Vân Đồn is a special administrative region of Quảng Ninh in the Northeast region of Vietnam. As of 2019 the region had a population of 46,616. The region covers an area of 551 km^{2}. The region capital lies at Cái Rồng. The region is selected as a Special Economic Zone, and is rapidly being developed. It is connected by motorway to Hai Phong and Hạ Long, and served by Van Don International Airport.

==History==
The name Vân Đồn stems from the Vân Mountain on Quan Lạn Island, Quang Ninh province, Vietnam. In AD 980, the early Lê dynasty of Vietnam (980–1009) set up an army outpost there. In 1149 under the reign of Lý Anh Tông (1138–1175), the Vân Đồn island authority was officially formed as a strategic location, at the same time as a busy trading port of Đại Việt. The port was bustling under the dynasties of Lý (1009–1225), Trần (1225–1400), and later Lê (1442–1789) hosting trading ships from other countries.

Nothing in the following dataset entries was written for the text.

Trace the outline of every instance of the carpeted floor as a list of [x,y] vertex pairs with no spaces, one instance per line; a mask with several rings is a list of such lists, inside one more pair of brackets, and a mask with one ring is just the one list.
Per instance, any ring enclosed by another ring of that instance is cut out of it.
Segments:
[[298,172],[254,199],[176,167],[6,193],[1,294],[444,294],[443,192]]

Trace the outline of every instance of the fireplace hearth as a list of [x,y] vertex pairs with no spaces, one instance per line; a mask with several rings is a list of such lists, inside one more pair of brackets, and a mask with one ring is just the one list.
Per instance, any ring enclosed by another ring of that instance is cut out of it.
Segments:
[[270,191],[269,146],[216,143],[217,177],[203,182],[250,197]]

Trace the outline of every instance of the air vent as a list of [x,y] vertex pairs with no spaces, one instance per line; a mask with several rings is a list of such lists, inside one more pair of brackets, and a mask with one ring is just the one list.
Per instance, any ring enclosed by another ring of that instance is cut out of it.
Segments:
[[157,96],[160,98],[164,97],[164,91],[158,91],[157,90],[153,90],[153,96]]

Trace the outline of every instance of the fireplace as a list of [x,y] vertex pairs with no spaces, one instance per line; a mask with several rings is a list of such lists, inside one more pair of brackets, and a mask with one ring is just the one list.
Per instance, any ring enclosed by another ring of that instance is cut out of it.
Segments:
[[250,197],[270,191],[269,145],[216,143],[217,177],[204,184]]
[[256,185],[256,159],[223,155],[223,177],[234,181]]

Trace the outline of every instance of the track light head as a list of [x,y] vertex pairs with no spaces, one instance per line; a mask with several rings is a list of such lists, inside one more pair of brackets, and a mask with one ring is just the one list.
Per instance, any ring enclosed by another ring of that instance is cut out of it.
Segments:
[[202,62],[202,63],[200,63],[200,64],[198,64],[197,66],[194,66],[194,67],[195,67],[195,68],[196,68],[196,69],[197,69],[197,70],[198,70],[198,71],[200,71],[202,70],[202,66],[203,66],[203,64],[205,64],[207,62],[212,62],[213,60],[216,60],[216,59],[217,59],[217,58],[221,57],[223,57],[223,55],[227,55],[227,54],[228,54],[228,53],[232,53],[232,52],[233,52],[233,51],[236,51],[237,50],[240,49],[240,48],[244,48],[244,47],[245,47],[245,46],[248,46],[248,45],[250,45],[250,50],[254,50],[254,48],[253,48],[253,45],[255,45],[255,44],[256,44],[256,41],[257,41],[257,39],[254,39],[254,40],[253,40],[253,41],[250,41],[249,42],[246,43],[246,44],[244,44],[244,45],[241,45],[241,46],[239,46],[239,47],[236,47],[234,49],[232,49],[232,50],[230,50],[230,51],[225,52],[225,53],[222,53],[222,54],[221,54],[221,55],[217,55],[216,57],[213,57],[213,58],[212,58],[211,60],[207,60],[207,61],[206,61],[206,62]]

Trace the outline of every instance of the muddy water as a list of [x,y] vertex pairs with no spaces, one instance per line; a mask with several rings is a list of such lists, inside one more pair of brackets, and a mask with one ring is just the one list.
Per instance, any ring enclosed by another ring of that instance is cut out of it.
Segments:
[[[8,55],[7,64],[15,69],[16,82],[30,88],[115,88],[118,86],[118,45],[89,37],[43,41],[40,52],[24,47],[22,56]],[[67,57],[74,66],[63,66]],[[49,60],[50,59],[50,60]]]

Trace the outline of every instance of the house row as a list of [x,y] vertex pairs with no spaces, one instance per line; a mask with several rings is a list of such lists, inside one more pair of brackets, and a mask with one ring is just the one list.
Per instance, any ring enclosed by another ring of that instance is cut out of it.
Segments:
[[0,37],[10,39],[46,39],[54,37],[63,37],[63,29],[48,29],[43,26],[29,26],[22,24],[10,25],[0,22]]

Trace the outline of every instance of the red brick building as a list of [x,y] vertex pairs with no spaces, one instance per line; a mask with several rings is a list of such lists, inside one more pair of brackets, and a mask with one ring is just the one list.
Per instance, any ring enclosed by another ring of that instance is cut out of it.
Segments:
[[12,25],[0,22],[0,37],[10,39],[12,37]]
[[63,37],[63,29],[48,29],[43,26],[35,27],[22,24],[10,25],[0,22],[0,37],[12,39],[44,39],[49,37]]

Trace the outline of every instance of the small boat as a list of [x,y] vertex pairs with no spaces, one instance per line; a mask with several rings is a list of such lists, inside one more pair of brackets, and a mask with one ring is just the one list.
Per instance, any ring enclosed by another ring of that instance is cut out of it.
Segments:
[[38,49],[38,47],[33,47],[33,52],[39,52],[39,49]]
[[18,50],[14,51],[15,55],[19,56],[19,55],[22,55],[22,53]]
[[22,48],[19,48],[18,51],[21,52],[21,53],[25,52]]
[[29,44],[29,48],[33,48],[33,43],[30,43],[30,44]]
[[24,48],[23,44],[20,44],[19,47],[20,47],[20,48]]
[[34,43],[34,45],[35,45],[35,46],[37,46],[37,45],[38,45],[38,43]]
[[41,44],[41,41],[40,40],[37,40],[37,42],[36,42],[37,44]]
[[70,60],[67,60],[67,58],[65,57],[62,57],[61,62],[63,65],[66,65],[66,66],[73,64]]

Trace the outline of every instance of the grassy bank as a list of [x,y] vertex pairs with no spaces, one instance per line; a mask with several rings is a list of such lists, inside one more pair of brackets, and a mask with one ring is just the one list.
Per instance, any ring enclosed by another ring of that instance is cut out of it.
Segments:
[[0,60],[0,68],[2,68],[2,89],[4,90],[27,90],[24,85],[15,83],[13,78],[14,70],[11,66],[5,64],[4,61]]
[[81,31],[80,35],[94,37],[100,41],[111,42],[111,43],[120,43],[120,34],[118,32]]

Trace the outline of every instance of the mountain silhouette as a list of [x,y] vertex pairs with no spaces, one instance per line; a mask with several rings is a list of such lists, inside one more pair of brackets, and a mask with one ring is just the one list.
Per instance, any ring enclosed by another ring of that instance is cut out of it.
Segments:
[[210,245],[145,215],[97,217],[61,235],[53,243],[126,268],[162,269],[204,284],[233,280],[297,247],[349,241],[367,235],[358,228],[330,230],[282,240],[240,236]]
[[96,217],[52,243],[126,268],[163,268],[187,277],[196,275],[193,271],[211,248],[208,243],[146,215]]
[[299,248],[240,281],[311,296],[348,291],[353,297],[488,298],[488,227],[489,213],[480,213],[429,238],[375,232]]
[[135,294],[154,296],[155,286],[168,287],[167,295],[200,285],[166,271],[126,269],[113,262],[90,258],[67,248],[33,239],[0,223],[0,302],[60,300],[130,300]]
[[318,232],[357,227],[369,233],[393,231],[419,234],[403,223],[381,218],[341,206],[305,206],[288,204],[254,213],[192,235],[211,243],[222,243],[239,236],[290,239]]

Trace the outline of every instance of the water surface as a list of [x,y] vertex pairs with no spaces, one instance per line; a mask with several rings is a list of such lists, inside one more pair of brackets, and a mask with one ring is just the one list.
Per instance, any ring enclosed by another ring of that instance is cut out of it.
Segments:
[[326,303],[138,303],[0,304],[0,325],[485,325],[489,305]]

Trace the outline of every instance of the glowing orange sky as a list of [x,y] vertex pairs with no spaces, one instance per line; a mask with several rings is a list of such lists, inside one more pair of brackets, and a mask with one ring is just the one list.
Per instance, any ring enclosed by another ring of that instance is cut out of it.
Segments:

Vân Đồn is also home to various historical sites representing important events in the Vietnamese national fight against foreign invaders. In 1288, on the Mang River on Quan Lạn Island, under the command of General Trần Khánh Dư, the Vietnamese troops defeated Yuan-Mongol invaders in the historic Bạch Đằng victory.

==Administrative divisions==
Cái Rồng, Đông Xá, Hạ Long, Bình Dân, Đoàn Kết, Đài Xuyên, Vạn Yên, Minh Châu, Quan Lạn, Ngọc Vừng, Bản Sen, Thắng Lợi.